Thread: Purpose of pg_dump tar archive format?

Purpose of pg_dump tar archive format?

From
Ron Johnson
Date:
It doesn't support compression nor restore reordering like the custom format, so I'm having trouble seeing why it still exists (at least without a doc warning that it's obsolete).

Re: Purpose of pg_dump tar archive format?

From
Erik Wienhold
Date:
On 2024-06-04 14:13 +0200, Ron Johnson wrote:
> It doesn't support compression nor restore reordering like the custom
> format, so I'm having trouble seeing why it still exists (at least without
> a doc warning that it's obsolete).

Maybe because of this:

> *    The tar format also includes a 'restore.sql' script which is there for
> *    the benefit of humans. This script is never used by pg_restore.
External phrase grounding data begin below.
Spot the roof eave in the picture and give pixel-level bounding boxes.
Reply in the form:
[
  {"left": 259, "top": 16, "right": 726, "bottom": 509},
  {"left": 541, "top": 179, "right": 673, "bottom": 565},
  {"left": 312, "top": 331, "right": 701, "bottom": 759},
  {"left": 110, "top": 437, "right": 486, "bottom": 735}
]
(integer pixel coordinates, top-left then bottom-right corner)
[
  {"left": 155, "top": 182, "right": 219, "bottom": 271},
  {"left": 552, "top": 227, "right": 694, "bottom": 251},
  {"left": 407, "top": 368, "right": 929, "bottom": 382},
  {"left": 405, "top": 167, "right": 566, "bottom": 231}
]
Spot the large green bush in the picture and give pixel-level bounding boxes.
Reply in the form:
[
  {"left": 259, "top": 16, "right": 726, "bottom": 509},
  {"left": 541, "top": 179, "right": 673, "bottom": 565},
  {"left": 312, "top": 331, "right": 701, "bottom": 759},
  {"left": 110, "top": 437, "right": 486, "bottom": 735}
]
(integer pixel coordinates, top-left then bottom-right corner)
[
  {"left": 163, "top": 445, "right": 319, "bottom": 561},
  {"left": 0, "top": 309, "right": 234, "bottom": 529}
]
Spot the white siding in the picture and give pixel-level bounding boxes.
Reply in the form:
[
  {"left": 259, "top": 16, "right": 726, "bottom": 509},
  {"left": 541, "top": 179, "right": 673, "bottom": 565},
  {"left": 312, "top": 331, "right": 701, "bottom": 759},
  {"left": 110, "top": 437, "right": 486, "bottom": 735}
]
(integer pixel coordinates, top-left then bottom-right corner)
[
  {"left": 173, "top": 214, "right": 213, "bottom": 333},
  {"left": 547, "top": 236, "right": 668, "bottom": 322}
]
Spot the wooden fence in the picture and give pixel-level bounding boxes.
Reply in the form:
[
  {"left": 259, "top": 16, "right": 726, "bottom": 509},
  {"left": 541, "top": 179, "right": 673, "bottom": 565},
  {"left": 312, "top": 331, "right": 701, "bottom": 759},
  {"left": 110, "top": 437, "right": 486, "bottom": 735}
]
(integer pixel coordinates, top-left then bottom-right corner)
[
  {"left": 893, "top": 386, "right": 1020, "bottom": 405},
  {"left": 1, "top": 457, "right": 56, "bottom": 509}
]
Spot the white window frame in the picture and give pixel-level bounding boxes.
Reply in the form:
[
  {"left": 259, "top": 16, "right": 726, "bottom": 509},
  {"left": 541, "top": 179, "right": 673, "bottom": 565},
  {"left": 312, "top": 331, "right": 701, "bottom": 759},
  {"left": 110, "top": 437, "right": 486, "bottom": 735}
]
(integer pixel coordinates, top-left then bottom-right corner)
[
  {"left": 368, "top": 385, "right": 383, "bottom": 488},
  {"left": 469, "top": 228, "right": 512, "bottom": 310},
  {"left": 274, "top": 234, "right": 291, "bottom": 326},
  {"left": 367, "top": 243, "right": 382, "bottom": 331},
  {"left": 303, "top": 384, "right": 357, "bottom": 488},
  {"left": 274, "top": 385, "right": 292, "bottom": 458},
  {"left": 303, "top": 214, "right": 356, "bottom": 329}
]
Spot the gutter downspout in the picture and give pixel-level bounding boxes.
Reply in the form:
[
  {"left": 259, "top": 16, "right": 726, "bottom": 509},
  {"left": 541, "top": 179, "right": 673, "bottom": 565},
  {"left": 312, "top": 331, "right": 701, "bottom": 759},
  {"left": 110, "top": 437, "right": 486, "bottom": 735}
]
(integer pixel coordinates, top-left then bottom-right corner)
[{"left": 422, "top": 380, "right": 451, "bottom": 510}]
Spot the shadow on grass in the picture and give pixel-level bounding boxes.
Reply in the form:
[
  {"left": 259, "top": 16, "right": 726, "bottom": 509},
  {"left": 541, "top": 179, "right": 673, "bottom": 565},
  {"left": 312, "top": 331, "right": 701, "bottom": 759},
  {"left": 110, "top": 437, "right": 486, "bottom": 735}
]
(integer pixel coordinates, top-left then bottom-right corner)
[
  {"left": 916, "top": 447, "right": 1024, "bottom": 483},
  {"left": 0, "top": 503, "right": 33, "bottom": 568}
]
I've never used that restore.sql, so I can't say how useful it is,
especially since it requires editing $$PATH$$.  Should be mentioned in
the docs if that file is still relevant.

-- 
Erik



Re: Purpose of pg_dump tar archive format?

From
Adrian Klaver
Date:
On 6/4/24 05:13, Ron Johnson wrote:
> It doesn't support compression nor restore reordering like the custom 
> format, so I'm having trouble seeing why it still exists (at least 
> without a doc warning that it's obsolete).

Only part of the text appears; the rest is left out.